Originally, it was “more spacious than any in Vienna”, with a capacity of almost 2,000 whereas today it seats 950.

Even at only 3/4 capacity that is generated heat of 1500 * 100W = 150kW. If the building was reasonably insulated, one might in a normal winter have been more concerned with how to cool the building when at or near capacity.

Typical December temperatures in Vienna are not particularly cold, with typical daily highs around 3C (38F) and overnight lows about -1C (30F). However the winter of 1808/09 was one of the coldest on record across Europe. I coudn't find records specifically for Vienna, but:

At Stockholm [, only] the winters 1788/89 and 1808/09 are found to be colder [than that of 1941/42].


From my comment below:

Theatrical events are typically preceded by 60 minutes or more of meet & greet as patrons enter the building. It can take another 20 minutes after that to seat everyone. And, traditional European formal attire is already intended to keep one warm in temperatures of around 10-12 C; not the 20-22C we normally think of as room temperature.

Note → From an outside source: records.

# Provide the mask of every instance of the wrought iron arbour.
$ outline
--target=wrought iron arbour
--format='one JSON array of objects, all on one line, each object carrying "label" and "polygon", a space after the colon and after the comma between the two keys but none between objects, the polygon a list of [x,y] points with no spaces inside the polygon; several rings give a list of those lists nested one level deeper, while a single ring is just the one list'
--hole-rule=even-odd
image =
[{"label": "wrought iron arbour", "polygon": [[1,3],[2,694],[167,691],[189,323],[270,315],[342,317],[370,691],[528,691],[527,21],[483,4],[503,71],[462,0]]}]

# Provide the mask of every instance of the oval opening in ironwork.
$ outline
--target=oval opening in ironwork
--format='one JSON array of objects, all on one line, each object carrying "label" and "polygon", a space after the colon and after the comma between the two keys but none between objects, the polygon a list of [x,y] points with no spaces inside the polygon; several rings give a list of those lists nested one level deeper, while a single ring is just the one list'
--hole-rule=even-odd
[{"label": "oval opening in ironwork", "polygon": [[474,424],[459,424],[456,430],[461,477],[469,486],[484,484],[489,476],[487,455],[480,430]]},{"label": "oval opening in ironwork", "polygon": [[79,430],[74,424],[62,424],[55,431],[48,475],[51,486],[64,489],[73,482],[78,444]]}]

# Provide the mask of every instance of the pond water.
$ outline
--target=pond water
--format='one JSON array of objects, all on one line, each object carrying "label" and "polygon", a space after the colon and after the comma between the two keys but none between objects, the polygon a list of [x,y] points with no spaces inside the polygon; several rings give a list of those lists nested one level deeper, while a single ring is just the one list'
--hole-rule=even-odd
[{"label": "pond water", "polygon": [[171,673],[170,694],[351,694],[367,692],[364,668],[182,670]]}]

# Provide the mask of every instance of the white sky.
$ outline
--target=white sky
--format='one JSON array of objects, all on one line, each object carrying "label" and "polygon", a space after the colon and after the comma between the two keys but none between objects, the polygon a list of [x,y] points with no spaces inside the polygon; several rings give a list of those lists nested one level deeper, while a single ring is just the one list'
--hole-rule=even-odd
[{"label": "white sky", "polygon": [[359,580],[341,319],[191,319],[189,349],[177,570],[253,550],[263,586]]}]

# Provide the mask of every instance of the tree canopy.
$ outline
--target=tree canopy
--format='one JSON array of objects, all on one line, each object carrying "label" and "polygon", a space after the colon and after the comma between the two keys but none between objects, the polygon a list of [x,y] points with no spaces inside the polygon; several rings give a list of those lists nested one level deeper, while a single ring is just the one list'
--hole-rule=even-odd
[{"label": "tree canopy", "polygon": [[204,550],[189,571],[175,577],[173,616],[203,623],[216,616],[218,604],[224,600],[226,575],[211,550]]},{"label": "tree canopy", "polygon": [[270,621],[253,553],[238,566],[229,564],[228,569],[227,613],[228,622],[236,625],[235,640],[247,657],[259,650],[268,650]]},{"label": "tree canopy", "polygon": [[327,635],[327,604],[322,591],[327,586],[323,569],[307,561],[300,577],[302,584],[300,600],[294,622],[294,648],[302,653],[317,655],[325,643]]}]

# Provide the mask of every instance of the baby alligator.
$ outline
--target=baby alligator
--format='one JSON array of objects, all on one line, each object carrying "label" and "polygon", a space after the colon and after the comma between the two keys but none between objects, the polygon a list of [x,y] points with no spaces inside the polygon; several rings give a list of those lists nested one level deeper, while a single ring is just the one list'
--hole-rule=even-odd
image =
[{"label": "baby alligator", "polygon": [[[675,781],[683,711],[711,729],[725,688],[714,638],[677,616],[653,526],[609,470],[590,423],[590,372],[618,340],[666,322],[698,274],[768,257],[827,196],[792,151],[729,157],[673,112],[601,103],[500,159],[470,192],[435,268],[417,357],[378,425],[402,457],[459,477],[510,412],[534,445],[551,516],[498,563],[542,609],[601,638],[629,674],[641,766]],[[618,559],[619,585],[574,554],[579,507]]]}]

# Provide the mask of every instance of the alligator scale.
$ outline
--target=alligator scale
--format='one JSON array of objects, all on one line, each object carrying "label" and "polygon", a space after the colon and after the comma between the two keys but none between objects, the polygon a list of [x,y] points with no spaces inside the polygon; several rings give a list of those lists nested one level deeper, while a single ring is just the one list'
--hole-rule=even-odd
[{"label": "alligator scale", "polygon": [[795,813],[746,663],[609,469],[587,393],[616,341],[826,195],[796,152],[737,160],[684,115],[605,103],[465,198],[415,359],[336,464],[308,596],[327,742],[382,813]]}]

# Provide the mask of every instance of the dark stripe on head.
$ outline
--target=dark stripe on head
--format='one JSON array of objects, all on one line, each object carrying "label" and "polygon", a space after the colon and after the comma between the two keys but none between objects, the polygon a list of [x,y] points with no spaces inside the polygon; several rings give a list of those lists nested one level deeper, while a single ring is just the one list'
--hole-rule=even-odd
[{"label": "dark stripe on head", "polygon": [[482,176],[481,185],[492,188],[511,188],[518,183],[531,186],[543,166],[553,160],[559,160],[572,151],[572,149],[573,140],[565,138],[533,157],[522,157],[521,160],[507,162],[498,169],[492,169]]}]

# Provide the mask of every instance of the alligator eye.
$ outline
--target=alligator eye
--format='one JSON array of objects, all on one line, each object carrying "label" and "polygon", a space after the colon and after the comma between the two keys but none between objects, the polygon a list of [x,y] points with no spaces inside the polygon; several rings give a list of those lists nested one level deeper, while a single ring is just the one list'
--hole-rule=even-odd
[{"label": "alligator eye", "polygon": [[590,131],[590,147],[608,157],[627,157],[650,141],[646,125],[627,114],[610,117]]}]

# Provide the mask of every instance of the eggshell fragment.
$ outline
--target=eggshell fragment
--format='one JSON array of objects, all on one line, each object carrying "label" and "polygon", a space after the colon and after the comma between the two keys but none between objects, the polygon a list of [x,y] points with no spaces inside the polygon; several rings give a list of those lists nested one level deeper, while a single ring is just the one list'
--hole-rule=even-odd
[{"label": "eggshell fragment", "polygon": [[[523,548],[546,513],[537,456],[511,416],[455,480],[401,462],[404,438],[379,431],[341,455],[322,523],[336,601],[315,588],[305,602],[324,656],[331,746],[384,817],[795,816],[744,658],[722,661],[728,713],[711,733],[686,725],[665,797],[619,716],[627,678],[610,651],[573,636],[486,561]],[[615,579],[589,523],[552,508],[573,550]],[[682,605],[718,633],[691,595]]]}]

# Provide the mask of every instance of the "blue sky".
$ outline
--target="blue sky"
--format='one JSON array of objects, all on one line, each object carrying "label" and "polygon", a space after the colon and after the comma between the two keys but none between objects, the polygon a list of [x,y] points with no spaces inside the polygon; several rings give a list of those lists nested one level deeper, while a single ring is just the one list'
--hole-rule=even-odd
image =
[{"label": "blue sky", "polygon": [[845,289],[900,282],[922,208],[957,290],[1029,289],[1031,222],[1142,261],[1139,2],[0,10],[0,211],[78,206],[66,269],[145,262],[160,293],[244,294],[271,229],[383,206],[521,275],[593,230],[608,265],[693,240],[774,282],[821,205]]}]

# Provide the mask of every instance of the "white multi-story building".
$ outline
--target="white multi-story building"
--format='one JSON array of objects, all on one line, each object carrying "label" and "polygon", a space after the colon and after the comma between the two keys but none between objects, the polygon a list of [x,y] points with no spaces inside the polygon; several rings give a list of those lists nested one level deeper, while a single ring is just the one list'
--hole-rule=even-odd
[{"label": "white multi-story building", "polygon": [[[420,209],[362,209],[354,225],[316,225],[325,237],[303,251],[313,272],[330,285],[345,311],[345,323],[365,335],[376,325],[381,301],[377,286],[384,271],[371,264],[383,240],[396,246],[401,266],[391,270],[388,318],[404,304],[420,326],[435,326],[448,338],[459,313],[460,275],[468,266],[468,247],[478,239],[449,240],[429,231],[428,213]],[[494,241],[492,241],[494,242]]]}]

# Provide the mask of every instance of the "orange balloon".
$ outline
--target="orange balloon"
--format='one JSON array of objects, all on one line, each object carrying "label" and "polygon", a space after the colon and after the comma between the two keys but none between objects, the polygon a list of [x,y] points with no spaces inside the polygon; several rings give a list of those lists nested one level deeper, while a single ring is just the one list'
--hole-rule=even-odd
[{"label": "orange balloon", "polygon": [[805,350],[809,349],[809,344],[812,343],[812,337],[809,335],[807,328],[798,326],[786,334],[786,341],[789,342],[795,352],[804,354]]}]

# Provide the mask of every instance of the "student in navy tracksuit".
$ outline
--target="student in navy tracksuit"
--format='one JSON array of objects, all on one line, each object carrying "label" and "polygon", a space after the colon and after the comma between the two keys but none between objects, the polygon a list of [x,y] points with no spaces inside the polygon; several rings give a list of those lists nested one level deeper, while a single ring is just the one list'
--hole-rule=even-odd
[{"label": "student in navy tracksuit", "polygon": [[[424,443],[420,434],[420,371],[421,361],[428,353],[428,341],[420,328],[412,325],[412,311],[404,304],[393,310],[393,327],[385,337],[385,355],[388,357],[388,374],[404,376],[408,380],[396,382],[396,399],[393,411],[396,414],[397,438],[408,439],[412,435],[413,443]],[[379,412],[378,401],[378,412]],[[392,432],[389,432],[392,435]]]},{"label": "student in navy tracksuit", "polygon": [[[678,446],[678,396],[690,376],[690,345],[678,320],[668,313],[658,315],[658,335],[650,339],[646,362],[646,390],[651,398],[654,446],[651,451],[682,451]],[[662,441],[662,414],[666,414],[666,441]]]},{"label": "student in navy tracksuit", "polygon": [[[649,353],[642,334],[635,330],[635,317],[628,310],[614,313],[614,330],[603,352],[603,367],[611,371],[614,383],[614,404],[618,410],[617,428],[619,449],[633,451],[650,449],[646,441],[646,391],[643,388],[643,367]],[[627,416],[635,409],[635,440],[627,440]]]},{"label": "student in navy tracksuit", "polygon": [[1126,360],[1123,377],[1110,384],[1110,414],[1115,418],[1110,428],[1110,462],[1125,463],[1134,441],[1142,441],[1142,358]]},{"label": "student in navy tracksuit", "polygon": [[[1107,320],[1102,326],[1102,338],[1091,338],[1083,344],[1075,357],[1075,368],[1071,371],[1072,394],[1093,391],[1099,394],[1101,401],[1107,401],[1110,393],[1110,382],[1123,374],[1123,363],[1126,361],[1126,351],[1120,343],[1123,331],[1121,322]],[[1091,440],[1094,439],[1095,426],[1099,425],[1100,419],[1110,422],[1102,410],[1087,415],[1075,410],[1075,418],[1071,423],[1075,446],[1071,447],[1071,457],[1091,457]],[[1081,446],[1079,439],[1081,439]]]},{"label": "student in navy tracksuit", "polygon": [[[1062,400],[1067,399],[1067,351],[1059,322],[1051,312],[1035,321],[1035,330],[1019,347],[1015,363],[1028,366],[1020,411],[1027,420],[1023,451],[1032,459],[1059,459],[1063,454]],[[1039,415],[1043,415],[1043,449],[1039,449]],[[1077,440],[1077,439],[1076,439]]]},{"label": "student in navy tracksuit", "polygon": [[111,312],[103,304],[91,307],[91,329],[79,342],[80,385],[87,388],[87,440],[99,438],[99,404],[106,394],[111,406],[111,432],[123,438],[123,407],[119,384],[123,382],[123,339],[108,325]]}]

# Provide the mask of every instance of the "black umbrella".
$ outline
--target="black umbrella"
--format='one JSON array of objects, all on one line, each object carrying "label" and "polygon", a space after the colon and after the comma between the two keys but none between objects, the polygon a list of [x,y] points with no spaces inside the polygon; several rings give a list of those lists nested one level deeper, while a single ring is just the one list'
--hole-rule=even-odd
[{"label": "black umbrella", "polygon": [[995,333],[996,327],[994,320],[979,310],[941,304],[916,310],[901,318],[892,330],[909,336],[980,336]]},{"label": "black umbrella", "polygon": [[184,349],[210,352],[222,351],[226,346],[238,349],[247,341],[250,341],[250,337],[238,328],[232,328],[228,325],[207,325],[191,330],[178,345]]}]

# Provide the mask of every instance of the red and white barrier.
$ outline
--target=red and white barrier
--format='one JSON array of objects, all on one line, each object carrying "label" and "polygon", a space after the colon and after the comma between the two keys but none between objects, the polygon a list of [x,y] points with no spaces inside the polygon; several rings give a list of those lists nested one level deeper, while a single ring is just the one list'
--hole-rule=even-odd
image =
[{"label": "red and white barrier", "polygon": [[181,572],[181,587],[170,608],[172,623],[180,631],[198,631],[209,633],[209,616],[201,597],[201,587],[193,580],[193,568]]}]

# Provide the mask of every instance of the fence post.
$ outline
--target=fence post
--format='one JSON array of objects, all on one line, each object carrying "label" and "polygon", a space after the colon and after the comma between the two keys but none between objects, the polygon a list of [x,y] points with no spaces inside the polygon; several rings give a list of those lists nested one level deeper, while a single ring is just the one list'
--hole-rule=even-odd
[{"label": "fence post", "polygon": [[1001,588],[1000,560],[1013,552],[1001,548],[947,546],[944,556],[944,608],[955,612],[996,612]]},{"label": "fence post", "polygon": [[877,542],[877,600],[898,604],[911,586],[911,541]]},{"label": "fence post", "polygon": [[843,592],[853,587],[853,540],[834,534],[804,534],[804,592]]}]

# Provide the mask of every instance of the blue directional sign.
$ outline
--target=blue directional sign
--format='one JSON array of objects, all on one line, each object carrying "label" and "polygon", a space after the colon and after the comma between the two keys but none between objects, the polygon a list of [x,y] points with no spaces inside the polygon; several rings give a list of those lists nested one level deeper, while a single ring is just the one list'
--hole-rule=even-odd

Observe here, from the Congress of Vienna in 1815, the men's attire for a business meeting. Note the jackets, with stiff high collar on both jacket and blouse to keep out drafts. The reason men today feel so compelled to remove their jacket immediately on entering a building is that our modern room temperature is about 10C warmer than that which the attire is designed for. This is also why the collars have lowered and gotten looser over the past century.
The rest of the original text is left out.